We believe each dream deserves a chance

Planned Giving 

Did you know there are ways to support FATE Foundation besides simply writing a check? When you plan a gift as part of your overall estate and financial plans, you can preserve our mission and receive benefits for you and your loved ones.


Bequests are powerful and thoughtful gifts that can express your legacy. The choice to make, alter, or remove a bequest stays with you as you navigate financial planning decisions and your future.

What will your legacy be? What will your story be?

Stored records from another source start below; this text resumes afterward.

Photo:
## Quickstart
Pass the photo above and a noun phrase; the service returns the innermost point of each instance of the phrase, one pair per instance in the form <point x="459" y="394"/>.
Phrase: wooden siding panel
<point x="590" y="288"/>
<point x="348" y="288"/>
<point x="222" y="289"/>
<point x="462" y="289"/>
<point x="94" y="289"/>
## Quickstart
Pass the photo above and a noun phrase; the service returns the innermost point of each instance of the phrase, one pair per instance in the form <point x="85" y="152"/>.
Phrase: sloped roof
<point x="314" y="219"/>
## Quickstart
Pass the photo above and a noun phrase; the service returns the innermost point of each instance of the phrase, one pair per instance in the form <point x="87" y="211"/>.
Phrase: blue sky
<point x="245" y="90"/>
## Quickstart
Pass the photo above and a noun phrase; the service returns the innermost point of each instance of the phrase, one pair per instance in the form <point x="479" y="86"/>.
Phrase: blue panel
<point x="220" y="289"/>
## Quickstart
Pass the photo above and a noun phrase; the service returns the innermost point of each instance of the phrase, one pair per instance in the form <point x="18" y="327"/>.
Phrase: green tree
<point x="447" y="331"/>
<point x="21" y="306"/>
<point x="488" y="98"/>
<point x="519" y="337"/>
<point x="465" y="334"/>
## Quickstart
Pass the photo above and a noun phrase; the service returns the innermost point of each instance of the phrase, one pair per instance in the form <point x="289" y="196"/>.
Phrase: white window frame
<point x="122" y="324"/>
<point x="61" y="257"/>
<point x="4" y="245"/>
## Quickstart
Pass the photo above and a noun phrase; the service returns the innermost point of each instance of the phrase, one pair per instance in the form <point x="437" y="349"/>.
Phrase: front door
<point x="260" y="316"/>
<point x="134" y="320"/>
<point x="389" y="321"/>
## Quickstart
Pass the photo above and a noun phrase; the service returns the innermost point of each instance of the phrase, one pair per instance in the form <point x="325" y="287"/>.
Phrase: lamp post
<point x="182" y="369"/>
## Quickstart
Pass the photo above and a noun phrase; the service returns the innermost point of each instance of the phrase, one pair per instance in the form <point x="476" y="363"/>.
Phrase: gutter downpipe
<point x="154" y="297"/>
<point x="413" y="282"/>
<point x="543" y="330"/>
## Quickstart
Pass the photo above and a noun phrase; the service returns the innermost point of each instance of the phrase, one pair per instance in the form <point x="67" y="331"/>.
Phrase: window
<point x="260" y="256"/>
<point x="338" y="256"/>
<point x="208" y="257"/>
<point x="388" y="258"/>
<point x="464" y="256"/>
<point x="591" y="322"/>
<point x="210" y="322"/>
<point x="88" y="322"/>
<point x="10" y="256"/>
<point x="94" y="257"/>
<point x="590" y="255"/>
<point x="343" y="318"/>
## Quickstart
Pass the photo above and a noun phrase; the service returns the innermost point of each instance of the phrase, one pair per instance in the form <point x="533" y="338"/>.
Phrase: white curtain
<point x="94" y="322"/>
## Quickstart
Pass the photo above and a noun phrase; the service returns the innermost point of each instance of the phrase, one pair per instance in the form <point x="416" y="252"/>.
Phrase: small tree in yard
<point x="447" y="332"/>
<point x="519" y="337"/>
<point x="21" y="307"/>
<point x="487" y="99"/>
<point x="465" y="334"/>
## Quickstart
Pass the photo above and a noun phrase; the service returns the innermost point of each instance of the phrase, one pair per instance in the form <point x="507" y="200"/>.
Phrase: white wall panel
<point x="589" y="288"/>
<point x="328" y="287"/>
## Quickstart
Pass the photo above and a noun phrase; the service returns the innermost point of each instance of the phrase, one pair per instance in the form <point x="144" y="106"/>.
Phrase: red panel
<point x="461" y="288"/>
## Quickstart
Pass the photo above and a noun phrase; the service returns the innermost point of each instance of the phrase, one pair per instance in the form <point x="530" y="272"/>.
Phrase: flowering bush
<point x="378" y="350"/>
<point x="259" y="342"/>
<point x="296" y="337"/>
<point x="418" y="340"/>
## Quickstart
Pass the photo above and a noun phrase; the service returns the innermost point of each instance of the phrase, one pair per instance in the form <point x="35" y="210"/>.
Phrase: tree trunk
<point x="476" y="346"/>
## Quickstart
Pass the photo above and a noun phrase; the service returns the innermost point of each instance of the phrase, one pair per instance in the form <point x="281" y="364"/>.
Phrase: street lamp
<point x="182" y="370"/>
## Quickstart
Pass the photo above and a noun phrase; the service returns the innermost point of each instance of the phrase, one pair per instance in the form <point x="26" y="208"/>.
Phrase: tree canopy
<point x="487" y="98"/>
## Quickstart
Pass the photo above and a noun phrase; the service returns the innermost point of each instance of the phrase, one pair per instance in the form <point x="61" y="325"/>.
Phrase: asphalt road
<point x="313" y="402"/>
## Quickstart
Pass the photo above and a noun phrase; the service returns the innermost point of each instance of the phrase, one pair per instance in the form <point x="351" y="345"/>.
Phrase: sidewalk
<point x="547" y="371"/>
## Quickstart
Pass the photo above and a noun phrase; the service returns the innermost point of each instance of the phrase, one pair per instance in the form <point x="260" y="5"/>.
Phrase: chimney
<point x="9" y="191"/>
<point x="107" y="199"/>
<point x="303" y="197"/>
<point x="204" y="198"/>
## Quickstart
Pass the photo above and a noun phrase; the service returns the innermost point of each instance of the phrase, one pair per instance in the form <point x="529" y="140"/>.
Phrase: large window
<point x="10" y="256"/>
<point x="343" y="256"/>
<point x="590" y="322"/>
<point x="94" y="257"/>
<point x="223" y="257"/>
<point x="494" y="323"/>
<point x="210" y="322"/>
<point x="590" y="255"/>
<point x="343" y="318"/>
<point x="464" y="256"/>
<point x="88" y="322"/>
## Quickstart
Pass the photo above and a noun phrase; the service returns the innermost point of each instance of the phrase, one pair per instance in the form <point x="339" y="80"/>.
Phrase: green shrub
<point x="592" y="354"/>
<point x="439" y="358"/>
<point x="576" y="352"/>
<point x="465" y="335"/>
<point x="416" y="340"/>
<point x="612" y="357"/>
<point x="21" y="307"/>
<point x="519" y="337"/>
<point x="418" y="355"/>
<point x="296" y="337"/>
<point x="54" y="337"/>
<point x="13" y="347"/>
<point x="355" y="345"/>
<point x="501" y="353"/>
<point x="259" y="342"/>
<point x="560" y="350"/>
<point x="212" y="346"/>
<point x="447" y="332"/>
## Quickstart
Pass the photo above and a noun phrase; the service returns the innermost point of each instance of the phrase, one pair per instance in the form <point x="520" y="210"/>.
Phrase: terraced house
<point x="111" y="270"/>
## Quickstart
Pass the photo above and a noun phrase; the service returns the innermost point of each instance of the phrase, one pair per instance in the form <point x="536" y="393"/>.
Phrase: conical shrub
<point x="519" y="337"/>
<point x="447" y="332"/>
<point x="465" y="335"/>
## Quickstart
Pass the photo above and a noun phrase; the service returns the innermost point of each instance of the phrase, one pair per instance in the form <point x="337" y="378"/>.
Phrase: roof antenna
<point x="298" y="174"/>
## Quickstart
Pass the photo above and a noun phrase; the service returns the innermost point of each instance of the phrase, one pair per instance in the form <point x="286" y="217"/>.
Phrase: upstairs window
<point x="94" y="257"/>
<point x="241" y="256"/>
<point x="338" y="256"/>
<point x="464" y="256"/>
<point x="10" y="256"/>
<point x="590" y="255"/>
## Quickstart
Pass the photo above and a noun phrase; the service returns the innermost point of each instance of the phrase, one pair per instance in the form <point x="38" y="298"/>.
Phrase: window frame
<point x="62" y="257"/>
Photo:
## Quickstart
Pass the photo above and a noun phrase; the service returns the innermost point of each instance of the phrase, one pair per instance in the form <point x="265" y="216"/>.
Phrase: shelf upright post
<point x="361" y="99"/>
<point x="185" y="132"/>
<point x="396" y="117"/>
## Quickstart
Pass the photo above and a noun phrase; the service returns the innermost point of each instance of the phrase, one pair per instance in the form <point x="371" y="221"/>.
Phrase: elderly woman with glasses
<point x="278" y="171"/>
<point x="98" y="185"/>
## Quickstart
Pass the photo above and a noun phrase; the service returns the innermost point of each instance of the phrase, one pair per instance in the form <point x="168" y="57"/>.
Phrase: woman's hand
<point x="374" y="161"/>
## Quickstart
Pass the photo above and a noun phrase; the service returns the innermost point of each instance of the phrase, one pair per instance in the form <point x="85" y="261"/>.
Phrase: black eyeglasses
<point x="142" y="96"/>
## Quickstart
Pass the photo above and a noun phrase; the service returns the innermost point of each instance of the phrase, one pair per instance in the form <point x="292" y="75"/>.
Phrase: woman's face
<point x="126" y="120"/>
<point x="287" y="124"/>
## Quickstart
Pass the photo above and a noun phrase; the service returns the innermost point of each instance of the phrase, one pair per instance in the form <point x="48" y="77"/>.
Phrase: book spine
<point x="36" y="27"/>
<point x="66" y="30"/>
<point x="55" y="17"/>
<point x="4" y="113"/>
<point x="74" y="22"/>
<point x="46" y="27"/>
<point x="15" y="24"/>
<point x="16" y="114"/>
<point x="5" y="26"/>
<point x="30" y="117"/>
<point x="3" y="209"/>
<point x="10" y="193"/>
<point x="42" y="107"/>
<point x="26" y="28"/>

Where there is a will, there is a way! Leaving a gift in your will to FATE Foundation supports our mission far into the future. You can make a difference in the lives of Madison County students when estate planning by considering leaving a portion of your estate to FATE Foundation.

Living Wills & Trusts

Deepen Your Connections

You want to leave money to FATE Foundation in your will. You also want the flexibility to change your will in the event that life circumstances change. You can do both.

In as little as one sentence, you can complete your gift. This type of donation to FATE Foundation in your will or living trust helps ensure that we continue our mission for years to come.

An Example of How It Works

Meet Tom and Martha. When they got married and created a will, they included a $75,000 gift to FATE Foundation. As the family grew to include three children, Tom and Martha decided to revise their gift to ensure their children's future financial security.

They met with their attorney and revised the gift language so that FATE Foundation received a percentage of their estate, instead of a specific amount. Tom and Martha now rest easy knowing their plans will provide for the people and charitable work they love.

Updating Your Will

Changing your will can be as simple as writing out a codicil. It’s like a legal "P.S." to your will. To create a codicil, you write down what you want to remove or add to your existing will, sign it, have two witnesses sign it (as you did with your original will), and then keep it with your will. It’s recommended that you also have it notarized. After your death, your two documents will be read and interpreted together.